Enhance the punycode decoder so that it can decode

unicode objects. Fix the idna codec and the tests.
author: Walter Dörwald <walter@livinglogic.de> 2007-05-11 10:32:57 (GMT)
committer: Walter Dörwald <walter@livinglogic.de> 2007-05-11 10:32:57 (GMT)
commit: 0ac30f82fe1beb4e0255d06c693ccfba56e45a9f (patch)
tree: 1795d671685687ef172c7f4d57290292cdf06879
parent: 1f05a3b7fb754d6b30300e1e50aeb92aabe6afd6 (diff)
download: cpython-0ac30f82fe1beb4e0255d06c693ccfba56e45a9f.zip
cpython-0ac30f82fe1beb4e0255d06c693ccfba56e45a9f.tar.gz
cpython-0ac30f82fe1beb4e0255d06c693ccfba56e45a9f.tar.bz2
3 files changed, 136 insertions, 130 deletions
diff --git a/Lib/encodings/idna.py b/Lib/encodings/idna.py
index 5c3d056..55e1643 100644
--- a/Lib/encodings/idna.py
+++ b/Lib/encodings/idna.py
@@ -7,7 +7,8 @@ from unicodedata import ucd_3_2_0 as unicodedata
 dots = re.compile("[\u002E\u3002\uFF0E\uFF61]")
 
 # IDNA section 5
-ace_prefix = "xn--"
+ace_prefix = b"xn--"
+sace_prefix = "xn--"
 
 # This assumes query strings, so AllowUnassigned is true
 def nameprep(label):
@@ -87,7 +88,7 @@ def ToASCII(label):
         raise UnicodeError("label empty or too long")
 
     # Step 5: Check ACE prefix
-    if label.startswith(ace_prefix):
+    if label.startswith(sace_prefix):
         raise UnicodeError("Label starts with ACE prefix")
 
     # Step 6: Encode with PUNYCODE
@@ -134,7 +135,7 @@ def ToUnicode(label):
 
     # Step 7: Compare the result of step 6 with the one of step 3
     # label2 will already be in lower case.
-    if label.lower() != label2:
+    if str(label, "ascii").lower() != str(label2, "ascii"):
         raise UnicodeError("IDNA does not round-trip", label, label2)
 
     # Step 8: return the result of step 5
@@ -143,7 +144,7 @@ def ToUnicode(label):
 ### Codec APIs
 
 class Codec(codecs.Codec):
-    def encode(self,input,errors='strict'):
+    def encode(self, input, errors='strict'):
 
         if errors != 'strict':
             # IDNA is quite clear that implementations must be strict
@@ -152,19 +153,21 @@ class Codec(codecs.Codec):
         if not input:
             return b"", 0
 
-        result = []
+        result = b""
         labels = dots.split(input)
-        if labels and len(labels[-1])==0:
+        if labels and not labels[-1]:
             trailing_dot = b'.'
             del labels[-1]
         else:
             trailing_dot = b''
         for label in labels:
-            result.append(ToASCII(label))

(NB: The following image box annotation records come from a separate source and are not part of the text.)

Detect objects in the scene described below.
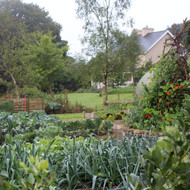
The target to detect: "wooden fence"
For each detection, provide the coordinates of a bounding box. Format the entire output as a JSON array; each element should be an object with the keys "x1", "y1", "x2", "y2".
[
  {"x1": 105, "y1": 100, "x2": 134, "y2": 104},
  {"x1": 0, "y1": 98, "x2": 12, "y2": 104},
  {"x1": 13, "y1": 98, "x2": 44, "y2": 113}
]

-        # Join with U+002E
-        return b".".join(result)+trailing_dot, len(input)
+            if result:
+                # Join with U+002E
+                result.extend(b'.')
+            result.extend(ToASCII(label))
+        return result+trailing_dot, len(input)
 
-    def decode(self,input,errors='strict'):
+    def decode(self, input, errors='strict'):
 
         if errors != 'strict':
             raise UnicodeError("Unsupported error handling "+errors)

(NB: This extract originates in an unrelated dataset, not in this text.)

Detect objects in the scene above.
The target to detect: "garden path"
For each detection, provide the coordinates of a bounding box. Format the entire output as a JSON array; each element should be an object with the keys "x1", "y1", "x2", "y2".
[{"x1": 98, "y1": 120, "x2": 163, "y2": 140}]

@@ -199,30 +202,31 @@ class IncrementalEncoder(codecs.BufferedIncrementalEncoder):
             raise UnicodeError("unsupported error handling "+errors)
 
         if not input:
-            return ("", 0)
+            return (b'', 0)
 
         labels = dots.split(input)
-        trailing_dot = ''
+        trailing_dot = b''
         if labels:
             if not labels[-1]:
-                trailing_dot = '.'
+                trailing_dot = b'.'
                 del labels[-1]
             elif not final:
                 # Keep potentially unfinished label until the next call
                 del labels[-1]
                 if labels:
-                    trailing_dot = '.'
+                    trailing_dot = b'.'
 
-        result = []
+        result = b""
         size = 0
         for label in labels:
-            result.append(ToASCII(label))
             if size:
+                # Join with U+002E
+                result.extend(b'.')
                 size += 1
+            result.extend(ToASCII(label))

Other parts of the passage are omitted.